H&M may soon charge a fee for online returns

H&M is about to test return fees on merchandise in some markets

H&M logo

H&M could start charging customers for making online returns.

During its latest earnings call with analysts on Thursday, the Swedish clothing company revealed that it is preparing to test return fees on merchandise in select markets.

“It all depends on how it’s received by the customer. So that’s why we do a test to see if that is something to fast track,” said H&M CEO Helena Helmersson at the event. “If we’re about to roll it out, it will take some time. We don’t have an exact time limit on it. But again, let’s see when we see the evaluation of the tests, whether this is the most impactful thing to do or not.”
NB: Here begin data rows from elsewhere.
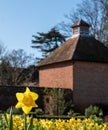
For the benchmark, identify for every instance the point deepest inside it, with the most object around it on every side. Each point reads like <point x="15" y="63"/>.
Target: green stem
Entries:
<point x="25" y="122"/>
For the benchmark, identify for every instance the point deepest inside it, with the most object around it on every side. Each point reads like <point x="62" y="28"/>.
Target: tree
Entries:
<point x="95" y="12"/>
<point x="47" y="42"/>
<point x="12" y="66"/>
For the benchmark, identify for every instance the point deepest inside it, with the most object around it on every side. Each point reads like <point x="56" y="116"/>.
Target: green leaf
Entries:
<point x="7" y="123"/>
<point x="11" y="120"/>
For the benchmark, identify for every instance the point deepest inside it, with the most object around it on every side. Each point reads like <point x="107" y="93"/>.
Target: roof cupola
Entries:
<point x="80" y="28"/>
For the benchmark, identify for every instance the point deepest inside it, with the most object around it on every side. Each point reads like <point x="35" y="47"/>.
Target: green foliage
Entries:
<point x="47" y="42"/>
<point x="38" y="111"/>
<point x="54" y="101"/>
<point x="93" y="111"/>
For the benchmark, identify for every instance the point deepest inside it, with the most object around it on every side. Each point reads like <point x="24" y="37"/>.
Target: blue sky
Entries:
<point x="20" y="19"/>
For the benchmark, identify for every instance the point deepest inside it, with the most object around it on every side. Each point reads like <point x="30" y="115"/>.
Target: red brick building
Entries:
<point x="80" y="64"/>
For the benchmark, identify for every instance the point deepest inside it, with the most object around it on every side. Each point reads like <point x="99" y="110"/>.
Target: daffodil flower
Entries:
<point x="26" y="100"/>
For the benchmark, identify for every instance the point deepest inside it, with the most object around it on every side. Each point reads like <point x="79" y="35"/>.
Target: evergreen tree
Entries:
<point x="47" y="42"/>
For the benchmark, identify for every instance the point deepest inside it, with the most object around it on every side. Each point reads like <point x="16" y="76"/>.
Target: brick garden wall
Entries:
<point x="57" y="75"/>
<point x="90" y="84"/>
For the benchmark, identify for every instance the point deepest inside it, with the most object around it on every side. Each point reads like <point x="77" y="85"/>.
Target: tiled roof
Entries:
<point x="78" y="48"/>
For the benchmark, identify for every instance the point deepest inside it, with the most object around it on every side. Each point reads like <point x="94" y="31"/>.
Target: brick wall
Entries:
<point x="57" y="75"/>
<point x="90" y="84"/>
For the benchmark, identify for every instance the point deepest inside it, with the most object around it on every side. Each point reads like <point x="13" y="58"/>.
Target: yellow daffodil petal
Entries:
<point x="19" y="105"/>
<point x="27" y="90"/>
<point x="26" y="100"/>
<point x="26" y="109"/>
<point x="34" y="104"/>
<point x="34" y="95"/>
<point x="19" y="96"/>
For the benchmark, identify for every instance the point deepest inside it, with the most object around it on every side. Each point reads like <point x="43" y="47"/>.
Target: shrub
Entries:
<point x="93" y="111"/>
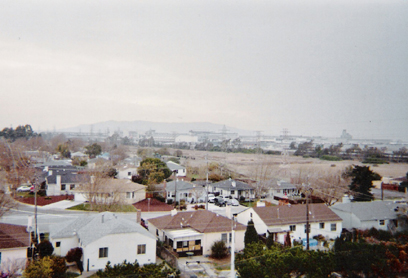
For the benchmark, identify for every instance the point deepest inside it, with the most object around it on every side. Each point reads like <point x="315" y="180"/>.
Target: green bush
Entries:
<point x="330" y="157"/>
<point x="219" y="250"/>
H&M allows two types of returns: in-store and online. The fast-fashion seller clarified in an email to CNN Business that the fee that will be tested in some of its markets only applies to online returns, noting that “If a customer returns a product that was bought online in-store, there is no fee.”

Why is H&M testing return fees on merchandise?

Charging customers for making online returns will help H&M cut operating costs and expenses, especially now that higher raw material and energy costs, a stronger dollar, a pullback in consumer spending, and even the Russian invasion of Ukraine are weighing on its business.

Aside from being a potential cost-saving move, setting return fees will also help in preventing H&M’s inventory from further piling up. Due to households tightening up their discretionary budgets, CNN Business reported that sellers like H&M are desperate to get rid of clothes, shoes and other fashion items because they are losing lots of money on unsold products. Apparently, return items only make inventory levels worse.

“Retailers are stuck with excess inventory of unprecedented levels. They can’t afford to take back even more of it,” Burt Flickinger, retail expert and managing director of retail consultancy Strategic Resource Group, told CNN Business. Flickinger said that setting return fees is a smart and strategic tactic to dissuade customers from making returns.

Zara did it first

H&M’s plans to test return fees in select markets come after Zara in the United Kingdom started charging a fee of £1.95 ($2.39) to return merchandise bought online. But unlike H&M which is looking to trim costs and expenses, Zara reportedly instituted the charge for environmental reasons.

Zara UK deducts the fee for online returns from the refund that customers will receive. Meanwhile, customers who purchased items online can still return them in-store for free. In the United States, mailed returns to Zara are still free for 30-days post-purchase.